The biggest US-based travel story at the end of 2022 was the absolute collapse of Southwest Airlines. The United States was hit by a sudden cold snap just as Christmas approached, leading to a massive travel delay across almost all travel modes including airlines, trains, and road-based transit. However, after a couple of days, most US-domestic airlines seemed to have recovered with the exception of Southwest, which suddenly and unexpectedly canceled nearly all of its flights in the last week of 2022, just as people were traveling from or to locations for Christmas, Hanukkah, New Year’s Eve, and other holidays. The timing was horrible and inexplicable. And with little to no official explanation, travelers stranded across the country could only guess whether this was due to an unannounced strike. Were there problems with Southwest’s airplane fleet? Were there problems with a specific airport?
It turns out that the problem was with Southwest’s internal scheduling tool, an in-house software application built in the 1990s and held together over the years as Southwest roughly doubled in size across passengers, planes, trips, employees, and number of destinations supported. This complexity ended up being especially challenging because Southwest’s model as a regional airline meant that it did not use a central hub as most other large airlines in the United States use. Rather, each plane flies from point to point leading to a combination of possibilities that grew exponentially rather than linearly. Although Southwest does not fly every plane from each location to every other location, the complexity of operations from roughly 45 locations in the late 1990s to roughly 100 domestic locations today is not a doubling of complexity but more along the lines of N*(N-1)/2, as long-time analytic advisor Neil Raden pointed out. This means the complexity increase is more akin to (45*44/2) = 990 vs. (100*99/2) = 4950. This level of complexity is multiplied by the challenges of organizing the thousands of pilots and flight attendants traveling from point to point every day.
The orders of magnitude in complexity associated with this scheduling system had already been strained in previous years but met a critical breaking point at the end of 2022 due to a lack of investment and modernization. This failure is a textbook example of the concept of “technical debt.”
Technical debt is often described as a concept that is difficult to articulate for a business audience, but the concept is actually very straightforward from a business perspective. Just as with financial debt, which must be paid back with interest or risk a default that threatens business assets, technical debt is an act of borrowing against the future. Like financial debt, technical debt either requires future investment (the “interest”) to fix the technology over time or to accept that the technology will fail (“default”) and lead to breaking down any processes dependent on the technology.
The lessons from this breakdown are straightforward but are potentially challenging to follow in 2023, a year where companies will be tempted to cut costs by any means possible.
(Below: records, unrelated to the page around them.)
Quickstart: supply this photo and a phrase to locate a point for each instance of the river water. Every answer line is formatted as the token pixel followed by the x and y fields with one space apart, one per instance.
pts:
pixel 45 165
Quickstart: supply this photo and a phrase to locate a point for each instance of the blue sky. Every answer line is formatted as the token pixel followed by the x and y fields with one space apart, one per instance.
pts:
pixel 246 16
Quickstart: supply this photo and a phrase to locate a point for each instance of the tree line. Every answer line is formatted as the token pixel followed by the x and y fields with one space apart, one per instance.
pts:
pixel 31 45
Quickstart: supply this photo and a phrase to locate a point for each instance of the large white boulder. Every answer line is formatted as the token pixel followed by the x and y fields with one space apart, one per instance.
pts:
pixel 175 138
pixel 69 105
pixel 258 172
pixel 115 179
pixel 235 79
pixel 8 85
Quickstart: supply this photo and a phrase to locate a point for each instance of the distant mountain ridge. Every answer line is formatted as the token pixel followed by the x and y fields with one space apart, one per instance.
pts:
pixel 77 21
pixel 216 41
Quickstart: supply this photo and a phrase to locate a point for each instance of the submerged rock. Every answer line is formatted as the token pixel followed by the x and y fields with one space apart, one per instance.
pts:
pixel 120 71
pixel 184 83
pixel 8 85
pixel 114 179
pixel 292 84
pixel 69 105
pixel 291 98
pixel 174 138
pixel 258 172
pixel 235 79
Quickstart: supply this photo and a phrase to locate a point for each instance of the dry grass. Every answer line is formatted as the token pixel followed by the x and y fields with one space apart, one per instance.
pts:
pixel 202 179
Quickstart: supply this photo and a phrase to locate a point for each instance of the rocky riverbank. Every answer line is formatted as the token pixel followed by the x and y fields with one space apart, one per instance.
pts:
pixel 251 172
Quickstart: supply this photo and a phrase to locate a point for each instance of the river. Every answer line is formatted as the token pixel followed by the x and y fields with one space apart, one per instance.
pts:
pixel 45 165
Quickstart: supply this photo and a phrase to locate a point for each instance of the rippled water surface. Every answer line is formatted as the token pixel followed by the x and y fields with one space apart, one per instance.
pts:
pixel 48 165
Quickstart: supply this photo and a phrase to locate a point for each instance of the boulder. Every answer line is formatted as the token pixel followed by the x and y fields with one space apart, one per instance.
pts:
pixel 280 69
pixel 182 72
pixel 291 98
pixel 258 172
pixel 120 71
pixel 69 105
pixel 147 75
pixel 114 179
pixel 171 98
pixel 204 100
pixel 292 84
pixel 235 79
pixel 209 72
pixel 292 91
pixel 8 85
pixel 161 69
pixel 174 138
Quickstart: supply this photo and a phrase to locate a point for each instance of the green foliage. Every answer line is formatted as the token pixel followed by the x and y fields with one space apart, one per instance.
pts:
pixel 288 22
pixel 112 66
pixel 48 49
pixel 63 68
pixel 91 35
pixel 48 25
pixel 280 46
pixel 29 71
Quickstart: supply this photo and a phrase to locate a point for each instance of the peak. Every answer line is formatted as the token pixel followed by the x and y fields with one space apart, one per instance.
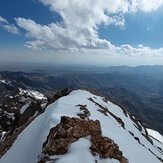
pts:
pixel 83 127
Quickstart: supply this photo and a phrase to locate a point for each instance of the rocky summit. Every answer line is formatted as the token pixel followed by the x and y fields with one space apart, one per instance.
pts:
pixel 79 126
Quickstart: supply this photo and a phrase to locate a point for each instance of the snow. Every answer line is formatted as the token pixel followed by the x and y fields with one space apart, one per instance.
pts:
pixel 35 94
pixel 28 145
pixel 2 81
pixel 79 152
pixel 24 107
pixel 155 134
Ensure that executive stakeholders are clear both on the concept of technical debt and the labor associated with current technical debt. It may not be possible to put an exact dollar amount on the technical debt that currently exists in the organization, but it should be possible to provide some guidance on the current labor and resources assigned to managing outdated technology as well as the potential points of failure associated with, say, being unable to find a FORTRAN developer quickly or the use of applications no longer supported by a vendor or by in-house developers.
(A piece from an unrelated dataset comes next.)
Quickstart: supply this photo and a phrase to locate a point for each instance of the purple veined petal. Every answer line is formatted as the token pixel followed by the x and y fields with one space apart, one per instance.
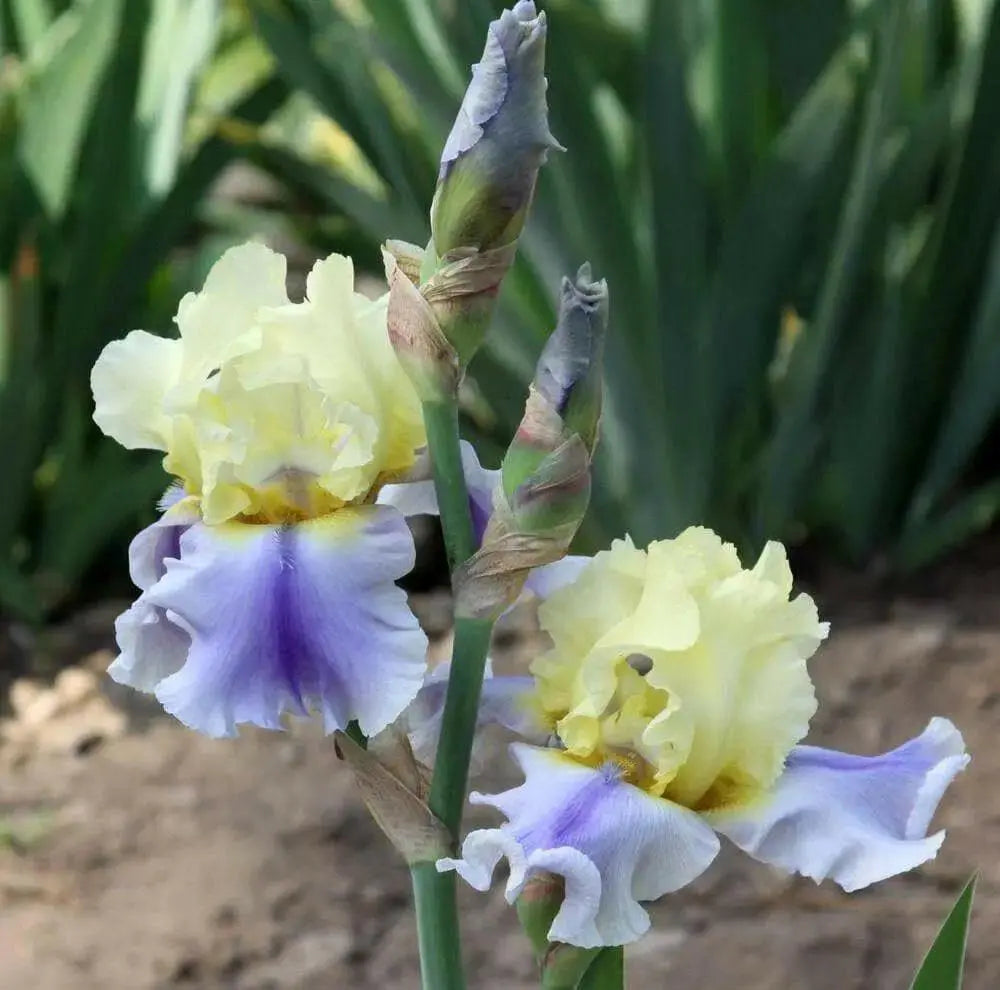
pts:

Document every technology associated with each mission-critical process. With the cliché that “every company is a technology company” having been fully realized in today’s web, mobile, and automated world, IT’s job is to provide proactive guidance on the hardware, software, and skills that must either be supported or upgraded. The business value propositions of IT asset and service management are unlocked when assets are specifically aligned to business dependencies, projects, and processes.
Identify technologies where business growth lead to exponential technology demand. Southwest’s scheduling system needed to grow exponentially and eventually failed based on its legacy design. Look at the mathematics associated with key processes to see if growth is logarithmic, linear, exponential, or unpredictable. Simply assuming that a process grows linearly with revenue, employee growth, or business traffic can be a job-ending mistake.
Ensure that legacy technologies have the capacity to support forecasted business complexity or business growth. Any time technology growth needs to expand faster than overall IT spend or overall operational spend, it should serve as a warning sign to either change the technological approach or to invest in the necessary capacity.
We face a challenging year as inflation, foreign currency challenges, geopolitical issues, and supply chain bottlenecks still threaten the spectre of recession. But as executives seek to cut costs, Southwest serves as a reminder that businesses must still futureproof their technology approaches, evaluate the scalability of their processes, and invest in service delivery commensurate with their brand promise or risk lasting revenue and market capitalization losses.